Bambini e Big Data: un rapporto inglese chiarisce quali sono gli effetti negativi

In Inghilterra, un rapporto del commissario per l’infanzia ha sollevato preoccupazioni su come i dati dei bambini vengano raccolti e condivisi a tutti i livelli, sia nel settore privato che in quello pubblico.

Nel rapporto, dal titolo Who knows what about me?, Anne Longfield esorta la società a “fermarsi a riflettere” su ciò che il reperimento dei Big Data significa per la vita dei bambini.

La cattura delle informazioni personali potrebbero portare ad una generazione svantaggiata, le cui possibilità di vita sono influenzate dall’impatto dei loro dati sull’infanzia, almeno secondo quanto descritto dal rapporto ufficiale.

L’impatto a lungo termine sulle informazioni riguardanti i profili quando questi bambini diventano adulti non è ancora noto, ma I bambini vengono derubati dei loro dati più sensibili non solo attraverso i social media, ma in molti aspetti della loro vita privata.

Per i bambini che crescono oggi e le generazioni che li seguono, l’impatto della profilazione sarà ancora maggiore, semplicemente perché ci sono più dati disponibili su di loro“.

Sempre il rapporto ufficiale definisce che quando un bambino di oggi avrà circa 13 anni, i suoi genitori avranno pubblicato in media 1.300 foto e video di loro su di lui tramite social media.
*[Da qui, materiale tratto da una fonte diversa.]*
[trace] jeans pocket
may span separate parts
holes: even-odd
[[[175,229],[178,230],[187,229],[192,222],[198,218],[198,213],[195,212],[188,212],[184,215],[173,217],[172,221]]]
Dopo di che, questa montagna di dati sarà destinata ad esplodere quando i bambini stessi inizieranno ad interagire con le piattaforme, pubblicando qualcosa sui social media circa 26 volte al giorno in media, ed accumulando un totale di quasi 70.000 post per i primi 18 anni.

Dobbiamo fermarci a riflettere su ciò che questo significa per la vita dei bambini e su come potrebbe avere un impatto sulle loro vite future una volta divenuti adulti“, avverte con estrema serietà Longfield. “Semplicemente non sappiamo quali saranno le conseguenze di tutte queste informazioni sui nostri figli. Alla luce di questa incertezza, dovremmo essere felici di continuare a collezionare e condividere per sempre i dati dei bambini?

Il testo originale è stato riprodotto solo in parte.